A tennis ball is struck and departs from the racket horizontally with a speed of 27.7 m/s. The ball hits the court at a horizontal distance of 20.6 m from the racket. How far above the court is the tennis ball when it leaves the racket?
Dx = Vx * Tf = 20.6 m.
27.7 * Tf = 20.6
Tf = 0.744 = Fall time.
h = 0.5g*Tf^2
g = +9.8 m/s^2
Solve for h.
To find the height above the court at which the tennis ball leaves the racket, we will use the principles of projectile motion.
We know that the horizontal distance traveled by the ball is 20.6 m. This is the same as the horizontal velocity (since there is no acceleration in the horizontal direction) multiplied by the time of flight.
So, let's first find the time of flight. We can use the equation:
distance = velocity * time.
In this case, the distance is 20.6 m and the velocity is 27.7 m/s.

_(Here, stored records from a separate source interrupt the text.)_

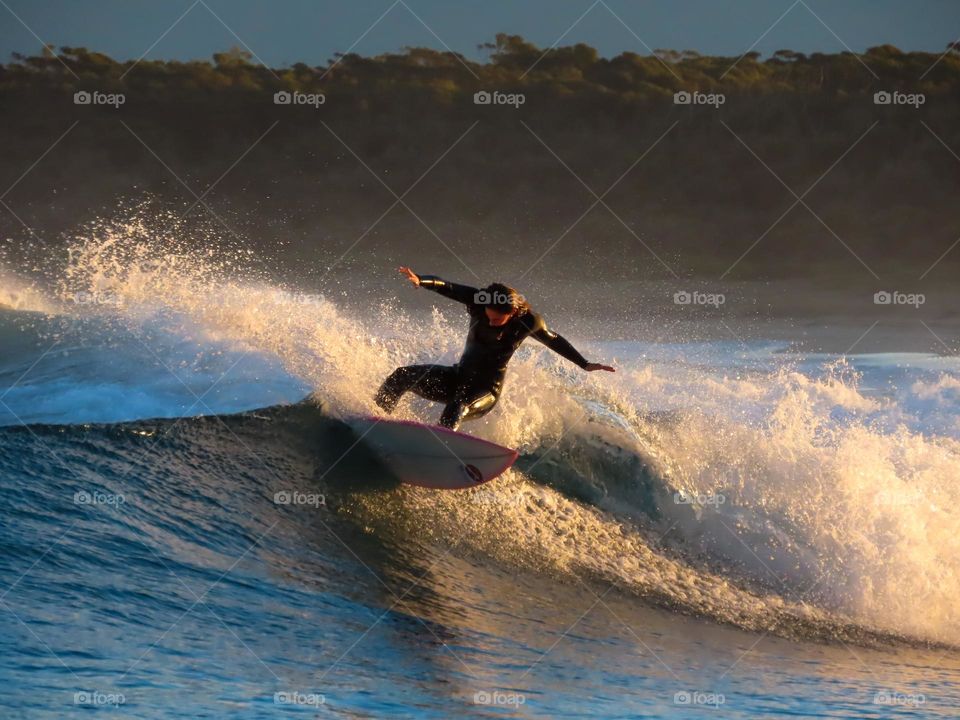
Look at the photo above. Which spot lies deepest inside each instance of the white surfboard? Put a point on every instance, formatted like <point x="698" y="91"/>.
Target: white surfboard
<point x="433" y="456"/>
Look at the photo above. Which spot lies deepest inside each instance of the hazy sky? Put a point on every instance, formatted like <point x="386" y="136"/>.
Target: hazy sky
<point x="285" y="31"/>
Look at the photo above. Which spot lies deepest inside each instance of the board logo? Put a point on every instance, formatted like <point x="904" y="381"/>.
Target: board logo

Solving for time:
time = distance / velocity = 20.6 m / 27.7 m/s.
Calculating this, we find the time of flight to be approximately 0.744 seconds.
Now, since the ball is launched horizontally, the vertical motion is influenced only by the acceleration due to gravity (9.8 m/s²) acting downward. We can use the equation:
height = initial vertical velocity * time + (1/2) * acceleration * time².
In this case, the initial vertical velocity is 0 because the ball is not launched vertically. Therefore, the equation simplifies to:
height = (1/2) * acceleration * time².
Substituting the values:
height = (1/2) * (9.8 m/s²) * (0.744 seconds)².
Evaluating this expression, we find that the height above the court at which the tennis ball leaves the racket is approximately 2.74 meters.